When I turned to look uphill, however, there was my mom, indeed, rocketing down the mountain in a red rescue toboggan, riding on the heels of a ski patroller.
Under normal circumstances this would be cause for alarm, as these sleds are reserved for the injured and infirm. But these weren’t normal circumstances, and mom was sitting bolt upright in the sled, her head thrown back in child-like laughter.
It was the 20th running of the Nate Chute Classic, a two-day snowboarding contest designed to shine light on the epidemic of suicide. Mom, a non-skier with a vested interest in the event, was in town for a special visit, and the good folks with Whitefish Mountain Resort Ski Patrol made last-minute accommodations to ferry her down the mountain to the course so she could watch her son compete.
Now, I use the word “compete” in a very liberal sense.
Even though I’m hyper-competitive by nature, I don’t race snowboards with a podium placement in mind. Winning my age group at the local turkey trot, sure. But sliding sideways at breakneck speeds down a banked slalom course featuring butt-puckering berms of hard-packed snow and ice, not so much.
Yet there I was at the starting gate, my heart racing as I reminded myself to breathe, envisioning every twisting turn in this hand-built helix.
Anyone who’s participated in the Nate Chute Classic will tell you that it’s less a snowboarding contest than a celebration of a community.
The Nate Chute Classic is named after Nate Chute, a 1999 Whitefish High School graduate who died by suicide that same year, and every year for two decades snowboarders have raised tens of thousands of dollars to support the cause.
Like snowboarding, the spirit of this event has lifted me through dark times, and I wanted to share that with mom.
As I positioned myself at the start of this year’s course, I took one last deep breath and listened to the always-harrowing countdown — “Racer ready. 5-4-3-2-1.”
My lungs were working like a bellow as I pumped through the course, gaining confidence with every turn. And then I crashed. Hard.
Picking myself up, I plodded slowly through the final stretch, dejected.

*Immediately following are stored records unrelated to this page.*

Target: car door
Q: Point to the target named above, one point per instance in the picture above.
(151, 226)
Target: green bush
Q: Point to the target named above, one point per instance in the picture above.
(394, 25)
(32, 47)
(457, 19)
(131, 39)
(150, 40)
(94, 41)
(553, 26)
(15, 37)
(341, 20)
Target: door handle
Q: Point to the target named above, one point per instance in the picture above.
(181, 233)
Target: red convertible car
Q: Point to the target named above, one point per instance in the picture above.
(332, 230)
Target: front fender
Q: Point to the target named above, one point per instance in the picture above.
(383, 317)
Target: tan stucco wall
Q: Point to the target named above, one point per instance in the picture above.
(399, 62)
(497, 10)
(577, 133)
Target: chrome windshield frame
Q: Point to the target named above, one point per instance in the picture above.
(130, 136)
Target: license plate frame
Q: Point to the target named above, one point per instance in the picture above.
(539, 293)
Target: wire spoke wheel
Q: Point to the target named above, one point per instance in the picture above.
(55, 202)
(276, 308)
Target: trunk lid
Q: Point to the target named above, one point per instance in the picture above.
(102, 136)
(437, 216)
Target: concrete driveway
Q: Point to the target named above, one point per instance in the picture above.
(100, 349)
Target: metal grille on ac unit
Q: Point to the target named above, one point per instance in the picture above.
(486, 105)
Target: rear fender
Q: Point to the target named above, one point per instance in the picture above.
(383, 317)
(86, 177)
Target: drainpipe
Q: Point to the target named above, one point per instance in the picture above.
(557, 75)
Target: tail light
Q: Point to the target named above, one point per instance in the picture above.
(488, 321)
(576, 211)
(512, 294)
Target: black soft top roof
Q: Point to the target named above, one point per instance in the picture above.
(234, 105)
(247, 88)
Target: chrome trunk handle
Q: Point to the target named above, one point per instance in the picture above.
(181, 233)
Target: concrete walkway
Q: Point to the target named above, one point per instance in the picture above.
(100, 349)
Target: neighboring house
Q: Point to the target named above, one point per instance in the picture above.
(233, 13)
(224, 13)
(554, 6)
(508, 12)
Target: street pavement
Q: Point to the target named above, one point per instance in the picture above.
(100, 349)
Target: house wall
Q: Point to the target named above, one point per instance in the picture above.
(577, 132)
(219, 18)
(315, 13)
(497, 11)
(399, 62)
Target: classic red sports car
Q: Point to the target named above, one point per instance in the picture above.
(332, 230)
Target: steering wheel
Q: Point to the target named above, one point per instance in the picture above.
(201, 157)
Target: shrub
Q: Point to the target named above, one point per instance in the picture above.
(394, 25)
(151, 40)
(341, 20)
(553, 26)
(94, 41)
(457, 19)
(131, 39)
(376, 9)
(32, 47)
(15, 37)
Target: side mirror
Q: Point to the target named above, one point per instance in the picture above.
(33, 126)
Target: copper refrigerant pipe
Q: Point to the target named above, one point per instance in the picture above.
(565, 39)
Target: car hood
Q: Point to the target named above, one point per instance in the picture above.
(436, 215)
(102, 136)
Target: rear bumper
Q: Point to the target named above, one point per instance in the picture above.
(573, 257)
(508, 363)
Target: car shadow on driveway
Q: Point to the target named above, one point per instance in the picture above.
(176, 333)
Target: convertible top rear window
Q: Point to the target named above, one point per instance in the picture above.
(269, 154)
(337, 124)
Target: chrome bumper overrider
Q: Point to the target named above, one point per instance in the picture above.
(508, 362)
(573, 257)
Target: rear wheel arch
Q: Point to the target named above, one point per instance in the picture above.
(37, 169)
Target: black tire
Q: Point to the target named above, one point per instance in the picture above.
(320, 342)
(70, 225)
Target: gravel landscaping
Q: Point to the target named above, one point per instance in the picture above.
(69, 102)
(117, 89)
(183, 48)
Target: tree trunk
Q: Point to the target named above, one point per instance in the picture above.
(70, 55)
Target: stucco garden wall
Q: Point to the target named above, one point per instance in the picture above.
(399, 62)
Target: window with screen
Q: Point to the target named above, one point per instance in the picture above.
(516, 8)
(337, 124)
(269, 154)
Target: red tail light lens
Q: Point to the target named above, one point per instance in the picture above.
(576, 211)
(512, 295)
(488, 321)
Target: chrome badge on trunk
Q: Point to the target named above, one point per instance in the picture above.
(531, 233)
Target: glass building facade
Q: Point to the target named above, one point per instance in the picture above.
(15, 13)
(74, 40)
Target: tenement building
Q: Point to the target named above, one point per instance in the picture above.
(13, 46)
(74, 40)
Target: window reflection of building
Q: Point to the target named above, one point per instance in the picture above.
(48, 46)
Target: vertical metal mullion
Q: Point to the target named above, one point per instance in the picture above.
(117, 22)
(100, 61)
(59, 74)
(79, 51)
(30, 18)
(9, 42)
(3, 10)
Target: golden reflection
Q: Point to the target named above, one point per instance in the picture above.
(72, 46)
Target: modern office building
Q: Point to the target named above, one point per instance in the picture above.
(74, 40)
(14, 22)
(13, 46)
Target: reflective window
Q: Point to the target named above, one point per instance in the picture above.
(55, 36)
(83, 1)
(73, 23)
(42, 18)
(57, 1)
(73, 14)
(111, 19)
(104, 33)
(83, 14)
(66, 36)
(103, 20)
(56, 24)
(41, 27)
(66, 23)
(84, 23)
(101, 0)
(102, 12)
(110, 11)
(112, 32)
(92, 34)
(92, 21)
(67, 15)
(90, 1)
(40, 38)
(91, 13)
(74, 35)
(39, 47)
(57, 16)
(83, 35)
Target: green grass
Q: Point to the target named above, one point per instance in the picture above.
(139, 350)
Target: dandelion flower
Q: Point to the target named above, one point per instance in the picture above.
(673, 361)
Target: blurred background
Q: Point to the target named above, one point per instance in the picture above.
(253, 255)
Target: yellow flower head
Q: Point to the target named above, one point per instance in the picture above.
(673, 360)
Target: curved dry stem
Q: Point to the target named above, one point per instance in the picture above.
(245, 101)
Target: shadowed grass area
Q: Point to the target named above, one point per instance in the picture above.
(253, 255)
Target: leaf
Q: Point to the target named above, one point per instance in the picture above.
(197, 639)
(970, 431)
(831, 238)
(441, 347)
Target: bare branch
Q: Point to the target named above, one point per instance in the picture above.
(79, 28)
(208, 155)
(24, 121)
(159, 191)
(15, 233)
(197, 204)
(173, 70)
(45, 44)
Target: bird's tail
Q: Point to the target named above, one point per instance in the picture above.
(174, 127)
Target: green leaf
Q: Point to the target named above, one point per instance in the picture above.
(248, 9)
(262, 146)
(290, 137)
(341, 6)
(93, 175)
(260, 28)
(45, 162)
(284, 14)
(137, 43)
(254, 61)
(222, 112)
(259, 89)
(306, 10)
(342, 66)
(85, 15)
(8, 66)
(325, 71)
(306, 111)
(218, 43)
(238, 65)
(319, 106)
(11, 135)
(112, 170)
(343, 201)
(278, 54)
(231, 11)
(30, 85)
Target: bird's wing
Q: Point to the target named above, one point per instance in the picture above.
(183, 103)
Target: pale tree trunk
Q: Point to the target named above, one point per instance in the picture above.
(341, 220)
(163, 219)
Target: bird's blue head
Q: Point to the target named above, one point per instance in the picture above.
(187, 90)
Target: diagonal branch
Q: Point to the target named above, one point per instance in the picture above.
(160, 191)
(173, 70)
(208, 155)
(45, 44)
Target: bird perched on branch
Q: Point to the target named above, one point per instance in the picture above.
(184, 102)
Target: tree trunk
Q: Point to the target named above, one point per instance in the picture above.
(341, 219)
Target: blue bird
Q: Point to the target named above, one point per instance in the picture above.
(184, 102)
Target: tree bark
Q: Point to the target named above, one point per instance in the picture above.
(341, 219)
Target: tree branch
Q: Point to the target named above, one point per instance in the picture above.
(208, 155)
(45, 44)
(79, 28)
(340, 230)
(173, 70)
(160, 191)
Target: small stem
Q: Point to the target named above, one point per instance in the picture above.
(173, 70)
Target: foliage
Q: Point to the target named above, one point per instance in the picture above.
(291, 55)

“Hi buddy!” my mom exclaimed. “Great job!”
Lingering at the finish, snowboarders noshed brats and exchanged course beta as the final competitors came through the chute, my mom dishing out hugs to the finishers. My spirits were immediately buoyed.
The next day we were back at Big Mountain, not to compete, but to take part in what in my mind is the weekend’s grand prize — the Lap for the Lost.
After the lifts stop spinning, a couple hundred snowboarders and skiers gather at the summit to share their experiences with life and loss before heading down the hill together.
It’s a powerful moment, and I’d stationed my mom on the deck of Hellroaring Saloon to witness this spectacle of unity. She came into view just as I crested the last prominence overlooking the Flathead Valley.
She was cheering, her head thrown back in childlike delight.